As the admin of greasyfork.org, if you need any statistics on API usage, I 
can provide it. If you decide to change any APIs, I can also provide some 
sort of notification to authors to update their scripts.

On Friday, 12 May 2017 13:44:06 UTC-5, Anthony Lieuallen wrote:
>
> Greasemonkey is over ten years old, as are most of its special APIs for 
> user scripts.  They're all (save GM_xmlhttpRequest) synchronous calls, 
> which made sense at the time.
>
> In Firefox 57 legacy extensions are gone, only WebExtensions remain.  

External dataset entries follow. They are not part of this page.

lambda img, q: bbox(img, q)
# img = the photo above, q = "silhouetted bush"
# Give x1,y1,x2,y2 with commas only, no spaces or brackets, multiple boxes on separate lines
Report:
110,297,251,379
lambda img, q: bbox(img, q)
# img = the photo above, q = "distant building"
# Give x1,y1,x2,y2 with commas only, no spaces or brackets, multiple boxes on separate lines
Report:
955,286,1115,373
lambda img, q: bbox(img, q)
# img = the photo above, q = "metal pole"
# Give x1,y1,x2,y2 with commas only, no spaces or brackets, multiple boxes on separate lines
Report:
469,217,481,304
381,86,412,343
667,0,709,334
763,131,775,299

> Webext is different in several ways, including parent (chrome) and child 
> (content) process separation, communication/coordination via message 
> passing, and concentration on asynchronous APIs.  As I understand it, 
> there's no way to "block" on an async backing API.
>
> This leaves several paths forward for Greasemonkey, in no particular order:
>
>    1. Do our best to emulate the old APIs, with possibly slow, buggy, 
>    inefficient, or inferior functionality.
>    2. Add new similar APIs, but with asynchronous interfaces.
>       1. With the same names as old APIs.
>       2. With new names/organization.
>       3. Give up on supporting special APIs.
>    4. Give up completely, don't even port Greasemonkey to webext.
>    
> I've got my own opinions here, but before I voice them I'd like to hear 
> from the community.  What would you (script authors especially) like to see 
> happen?  Do you have other ideas I haven't listed?